I ended up exhanging words with Jonny Nexus about his book I reviewed a couple of days ago. Negative reviews are never nice, so I wouldn’t have faulted him if he’d written a savage reply – as it was, Jonny had some reasonable points that I should clarify for the interested folks, myself included.
I also invited Jonny to set us up with some links to alternative reviews of the book that provide different viewpoints. I understand that the book has garnered some rather positive reviews from different quarters, so I encourage anybody who finds the idea of a rpg parody novel attractive to look for those and not trust in just my viewpoint.

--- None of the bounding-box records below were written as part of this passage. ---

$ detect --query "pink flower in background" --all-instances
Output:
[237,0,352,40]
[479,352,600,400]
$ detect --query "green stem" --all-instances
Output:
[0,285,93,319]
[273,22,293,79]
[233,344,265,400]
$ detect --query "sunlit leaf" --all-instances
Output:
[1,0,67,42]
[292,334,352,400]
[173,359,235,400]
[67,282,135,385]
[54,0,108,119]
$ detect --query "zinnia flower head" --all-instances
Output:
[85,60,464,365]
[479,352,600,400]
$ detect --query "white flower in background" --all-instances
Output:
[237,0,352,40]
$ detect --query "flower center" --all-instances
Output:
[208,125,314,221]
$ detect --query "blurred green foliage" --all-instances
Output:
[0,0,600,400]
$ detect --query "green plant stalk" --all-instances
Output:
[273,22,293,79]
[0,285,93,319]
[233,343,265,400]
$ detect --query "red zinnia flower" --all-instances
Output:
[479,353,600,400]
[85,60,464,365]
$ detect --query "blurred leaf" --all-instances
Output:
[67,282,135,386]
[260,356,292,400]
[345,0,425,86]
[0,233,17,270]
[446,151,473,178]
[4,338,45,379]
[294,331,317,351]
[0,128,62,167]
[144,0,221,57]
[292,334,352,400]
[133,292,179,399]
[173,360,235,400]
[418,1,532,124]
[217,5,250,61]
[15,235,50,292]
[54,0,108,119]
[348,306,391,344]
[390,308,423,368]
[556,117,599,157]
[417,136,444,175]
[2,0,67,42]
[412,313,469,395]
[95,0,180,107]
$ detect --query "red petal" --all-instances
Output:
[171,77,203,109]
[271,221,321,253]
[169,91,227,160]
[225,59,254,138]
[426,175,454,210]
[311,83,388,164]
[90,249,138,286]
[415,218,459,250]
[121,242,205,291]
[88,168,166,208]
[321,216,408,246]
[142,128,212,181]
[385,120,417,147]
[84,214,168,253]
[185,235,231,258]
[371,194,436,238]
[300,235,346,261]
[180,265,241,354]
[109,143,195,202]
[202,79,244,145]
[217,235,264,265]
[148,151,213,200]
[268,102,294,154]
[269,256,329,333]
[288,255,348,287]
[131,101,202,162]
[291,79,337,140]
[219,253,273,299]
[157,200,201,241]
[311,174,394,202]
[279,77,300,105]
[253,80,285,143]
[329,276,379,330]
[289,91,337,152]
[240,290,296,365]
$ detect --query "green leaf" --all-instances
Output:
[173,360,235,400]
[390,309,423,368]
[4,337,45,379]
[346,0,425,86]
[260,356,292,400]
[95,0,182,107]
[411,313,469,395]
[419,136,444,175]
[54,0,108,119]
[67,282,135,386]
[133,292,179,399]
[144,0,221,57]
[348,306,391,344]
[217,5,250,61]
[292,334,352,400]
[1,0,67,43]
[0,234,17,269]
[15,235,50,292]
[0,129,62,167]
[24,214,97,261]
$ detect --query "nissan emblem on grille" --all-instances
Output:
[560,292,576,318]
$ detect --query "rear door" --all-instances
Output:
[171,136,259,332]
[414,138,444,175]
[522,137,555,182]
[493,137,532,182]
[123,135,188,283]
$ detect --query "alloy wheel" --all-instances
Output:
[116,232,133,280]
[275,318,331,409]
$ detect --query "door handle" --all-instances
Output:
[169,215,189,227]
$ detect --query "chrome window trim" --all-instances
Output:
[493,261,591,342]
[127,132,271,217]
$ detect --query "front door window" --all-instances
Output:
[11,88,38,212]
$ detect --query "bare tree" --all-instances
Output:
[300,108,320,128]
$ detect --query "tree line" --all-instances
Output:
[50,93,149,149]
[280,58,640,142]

How Gamenight ended up in my hands
I just reread my description of how I ended up reading Gamenight – I’ve been told by both Jonny and others that the segue to the review proper might be interpreted in some weird way as hinting something uncomplimentary about the author’s motivations in giving us the book. Being that we compared our experienced with Jonny and now know the truth, there’s little reason to not clarify: apparently the reason for us getting a complementary copy of the book was that a mutual acquaintance had suggested to Jonny that we might be interested in retailing the book in Finland, which had inspired Jonny to ask for an introduction so he could give us a review copy. When we actually met, both parties quickly realized that there was little grounds for cooperation, but as Jonny didn’t know whether the word had already leaked that he intented to give us a review copy, he felt that it would be discourteous to back off at that point – meanwhile at least I didn’t know that our short meeting had been planned earlier, so I was left mystified at Jonny’s move in giving us the book without any notable provocation – Arkenstone is an insignificant player in the retail business, the only reason somebody would give us a complementary copy of a novel would be because they’ve grossly and embarrasingly misunderstood what we do.
Understandably I was a bit confused by the whole event, but I wanted to answer a good deed in kind, which led to the review I wrote earlier. Jonny wasn’t very happy with me representing the review as some sort of favour, which is fine – I decided to write the review before I read the book, and I’m just not the sort to censor my own output. In practice I certainly hope that my review, as all publicity, helps the book garner more attention in the marketplace as well as a clearer profile – people who’d otherwise have never heard of the book will get to know of it, and perhaps buy it. All publicity helps in a product finding its correct position in the market place, which is a benefit for everybody in the long run, the author included. That’s what I’ve been taught about culture industry in this information age, anyway.
Although I said earlier that Gamenight is self-published, Jonny tells me that his relationship with the publishing house is actually contractual. My mistake, I assumed too much based on the webpages of the publisher and the active hand Jonny takes in marketing the book.
Jonny has apparently made a name for himself in the gaming field by writing the sort of gaming humour Gamenight represents, so I hope nobody took my general speculation about this genre as implying anything about Jonny, specifically. I still think myself that we, as participants in the rpg culture, should take a long hard look at why rpg comedy always seems to consist of cruel parodies of old-school dungeoneering; however, if you like that sort of thing, that’s not only OK in my books, but I also hope that you’ll like Gamenight – its writing style is fluid, a bit like young Terry Pratchett, and I’m sure that if you don’t think that this sort of thing is old hat, you’ll enjoy the book quite well. My brother Markku did, I understand.
A bit of review philosophy
A little parting thought about reviews and stuff: Jonny was perplexed at why I revealed the ending to his book for no apparent reason at all. Reading over the text I think I know why it seems strange to him – I write, as a rule, from the perspective of criticism when reviewing, not marketing. The reason I work over the ending of the book in such detail is that I’m trying to understand what the theme of the book might be. Clearly there is something happening in Gamenight in those last few pages, but I can’t off-hand say what that something is. Either Jonny is giving us rpg advice (that’s what I’d expect, personally; why else depict his characters in such damning light, if not to provide catharsis and some sort of answer at the end?) or he’s resolving some character drama. Both are a bit puzzling as far as interpreting the book goes, for the reasons I explain in the review.